Americans, here and in the United States, wait for the day when the Iraqi police and army will shoulder the burden and let them go home.

One night last month, according to the locals, the Iraqi police and army surrounded the Sunni neighborhood of Sababkar in north Baghdad, and pulled 11 young men from their beds.

Their bodies were found the next day with bullet holes in their temples. The cheeks of some of the men had been punctured by electric drills. One man had been burned by acid. The police denied that they had been involved.

“This isn’t the first time this sort of thing has happened,” Adnan al-Dulami, a Sunni leader, said.
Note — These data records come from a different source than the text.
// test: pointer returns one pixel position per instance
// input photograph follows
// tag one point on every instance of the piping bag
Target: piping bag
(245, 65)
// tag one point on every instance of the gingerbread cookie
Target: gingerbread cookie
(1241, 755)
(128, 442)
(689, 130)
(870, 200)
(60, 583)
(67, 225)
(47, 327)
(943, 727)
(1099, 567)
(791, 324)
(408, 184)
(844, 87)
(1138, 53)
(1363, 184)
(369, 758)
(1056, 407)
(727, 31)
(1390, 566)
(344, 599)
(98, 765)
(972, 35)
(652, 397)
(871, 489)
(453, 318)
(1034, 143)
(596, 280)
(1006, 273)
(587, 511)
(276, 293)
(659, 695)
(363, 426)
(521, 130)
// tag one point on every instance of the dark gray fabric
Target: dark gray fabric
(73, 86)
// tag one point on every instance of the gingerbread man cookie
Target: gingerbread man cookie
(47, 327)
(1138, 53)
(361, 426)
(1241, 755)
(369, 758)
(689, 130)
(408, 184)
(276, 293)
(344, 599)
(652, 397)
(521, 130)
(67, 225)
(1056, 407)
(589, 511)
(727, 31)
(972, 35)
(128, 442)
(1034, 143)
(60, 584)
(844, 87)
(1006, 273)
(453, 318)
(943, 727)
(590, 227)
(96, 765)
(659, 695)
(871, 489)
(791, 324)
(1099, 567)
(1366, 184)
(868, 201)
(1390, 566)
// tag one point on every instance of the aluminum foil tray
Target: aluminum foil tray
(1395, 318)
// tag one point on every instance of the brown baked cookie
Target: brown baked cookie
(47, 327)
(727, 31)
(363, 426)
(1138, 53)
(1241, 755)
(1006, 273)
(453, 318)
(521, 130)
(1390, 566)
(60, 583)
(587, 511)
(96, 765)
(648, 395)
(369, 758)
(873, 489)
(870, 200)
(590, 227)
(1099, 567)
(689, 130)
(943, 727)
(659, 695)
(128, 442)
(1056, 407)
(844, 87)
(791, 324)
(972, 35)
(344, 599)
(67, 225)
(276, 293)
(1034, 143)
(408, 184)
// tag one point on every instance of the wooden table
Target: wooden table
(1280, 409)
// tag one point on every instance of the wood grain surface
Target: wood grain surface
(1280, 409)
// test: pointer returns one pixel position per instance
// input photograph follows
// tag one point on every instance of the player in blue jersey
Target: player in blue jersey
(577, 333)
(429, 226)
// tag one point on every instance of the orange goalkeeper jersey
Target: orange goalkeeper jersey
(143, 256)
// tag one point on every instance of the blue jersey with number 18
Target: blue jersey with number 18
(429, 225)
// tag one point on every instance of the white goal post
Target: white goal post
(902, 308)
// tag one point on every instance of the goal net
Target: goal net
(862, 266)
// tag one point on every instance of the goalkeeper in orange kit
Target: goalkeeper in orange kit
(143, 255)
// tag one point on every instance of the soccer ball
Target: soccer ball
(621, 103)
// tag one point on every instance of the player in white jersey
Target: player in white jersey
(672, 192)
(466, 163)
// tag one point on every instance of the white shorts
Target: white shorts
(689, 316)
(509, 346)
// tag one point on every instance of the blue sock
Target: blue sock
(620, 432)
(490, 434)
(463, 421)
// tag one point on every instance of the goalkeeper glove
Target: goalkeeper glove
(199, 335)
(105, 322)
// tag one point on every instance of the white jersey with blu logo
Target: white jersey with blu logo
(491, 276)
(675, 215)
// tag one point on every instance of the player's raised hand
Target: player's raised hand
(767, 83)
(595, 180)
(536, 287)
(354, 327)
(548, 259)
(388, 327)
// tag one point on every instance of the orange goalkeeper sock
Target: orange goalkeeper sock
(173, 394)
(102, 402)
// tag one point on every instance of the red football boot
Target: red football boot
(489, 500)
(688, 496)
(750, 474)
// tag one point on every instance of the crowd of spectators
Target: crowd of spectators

Tragedy is a terrible thing. Senseless tragedy is even more terrible. “We” have failed miserably to accomplish any good in Iraq at all. Even the solace of good intentions, of an end that justifies, if not the means, at least something worthwhile, is denied Cindy Sheehan and the rest of the Iraqi and American victims of Bush’s crimes. If the US were a consultant hired to improve the Iraq company, it would now be bankrupt, disgraced, and facing devastating criminal and civil liability.

All that is left to us now is to get the hell out, make what reparations we can, and place our nation and our “leaders” at the mercy of a world court. Justice will not be done, lives and nations will not be restored, but perhaps we can still obtain a little satisfaction, at least, for the recipients of Bush’s deady embrace.